Following on the metaphoric leads that your client gives will allow you to delve more deeply and quickly into the conflict discourse than you ever thought possible:  In this way, through curiosity, open questions and staying with the metaphor of war, I am able to ask John about his immediate situation including who his “allies” are, what “resources” he has at his disposal, what his “weapons” are, how he views his chances of “getting out unscathed”, how long he thinks he can “hold out with his current strategies” and what would need to happen to change his “chances of getting out alive”.  But I am also able to dig deeper and ask him how he maneuvered himself into this position in the first place and what long-term vision he has for himself.

Delivers an entire portfolio of client information

Over and above informing the coach about the current conflict situation, the metaphors we choose to use in discussing conflict reveal a great deal about our conflict response styles and our conflict management skills.  In this way, metaphors can deliver an entire portfolio of client information that is otherwise only collected after several sessions of assessment tools and explorative coaching.

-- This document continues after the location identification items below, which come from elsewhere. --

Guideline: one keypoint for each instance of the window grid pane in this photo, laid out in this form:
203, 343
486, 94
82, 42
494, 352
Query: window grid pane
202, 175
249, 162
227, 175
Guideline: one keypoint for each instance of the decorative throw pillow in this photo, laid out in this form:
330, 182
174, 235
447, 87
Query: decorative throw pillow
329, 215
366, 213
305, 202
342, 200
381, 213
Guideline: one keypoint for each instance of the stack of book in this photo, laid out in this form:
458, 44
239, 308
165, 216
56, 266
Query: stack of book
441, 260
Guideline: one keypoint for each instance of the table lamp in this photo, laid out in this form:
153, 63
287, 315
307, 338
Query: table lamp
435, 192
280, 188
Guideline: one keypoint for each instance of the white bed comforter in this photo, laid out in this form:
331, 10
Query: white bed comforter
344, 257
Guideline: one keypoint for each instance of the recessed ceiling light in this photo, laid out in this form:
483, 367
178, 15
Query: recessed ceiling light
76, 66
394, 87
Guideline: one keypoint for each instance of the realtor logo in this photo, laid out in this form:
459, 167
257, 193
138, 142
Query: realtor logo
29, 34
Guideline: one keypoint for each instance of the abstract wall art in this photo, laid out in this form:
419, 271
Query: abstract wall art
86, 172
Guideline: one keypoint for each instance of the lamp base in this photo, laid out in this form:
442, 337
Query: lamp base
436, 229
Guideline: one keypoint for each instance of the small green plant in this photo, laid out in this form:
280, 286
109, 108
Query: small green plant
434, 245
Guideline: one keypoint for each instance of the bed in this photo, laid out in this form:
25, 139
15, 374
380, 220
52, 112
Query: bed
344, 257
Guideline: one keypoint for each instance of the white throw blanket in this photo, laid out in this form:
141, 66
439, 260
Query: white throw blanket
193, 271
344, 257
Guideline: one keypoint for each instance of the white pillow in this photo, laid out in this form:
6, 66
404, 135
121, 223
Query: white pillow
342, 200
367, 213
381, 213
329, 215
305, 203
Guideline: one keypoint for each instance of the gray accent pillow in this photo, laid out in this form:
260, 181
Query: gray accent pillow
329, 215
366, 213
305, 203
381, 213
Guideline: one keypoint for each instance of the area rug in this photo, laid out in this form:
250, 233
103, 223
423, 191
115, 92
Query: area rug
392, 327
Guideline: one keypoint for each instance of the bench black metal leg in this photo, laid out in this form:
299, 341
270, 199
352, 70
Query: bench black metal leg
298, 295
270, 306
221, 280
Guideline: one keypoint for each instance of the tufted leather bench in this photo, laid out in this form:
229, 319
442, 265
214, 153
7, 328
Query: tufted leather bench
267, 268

Allows easy access to difficult emotions

Working through metaphor allows the client to discuss difficult experiences and emotions with more distance than if they were simply asked to describe “what it feels like”.  Using metaphor enables them to step back and view the conflict situation almost as an observer and from that vantage point, to describe not only what they are feeling but also what they are seeing.

Acts as a vehicle for fundamental change

Staying with metaphor and inviting the client to choose alternative metaphors to describe the conflict or the conflict setting, can be a major step towards fundamental change.   In John’s case, he was able to replace the war metaphors he used for his workplace and career experiences with metaphors surrounding his former passion for rowing.  His focus turned towards becoming “one of a team”, looking out for others, “watching the flow”, “checking the current”, “carrying weight”, “sharing a load” and a wealth more of co-operative and collaborative metaphors that involve communication rather than ducking bullets and keeping one’s ear to the ground.  Needless to say, he felt less anxious going into work and despite performance pressure, was able to focus on getting his research team to the next milestone in one piece.  He turned his focus onto upgrading resources, improving training and furthering the team concept.

Clients love it and are amazed at how revealing it is

I have not yet met a client who is not amazed by what they reveal about themselves through their choice of metaphor.  This moment of discovery generally inspires a willingness and a curiosity to explore all aspects of the metaphor and in that way to uncover hard-to-get-at aspects of conflict.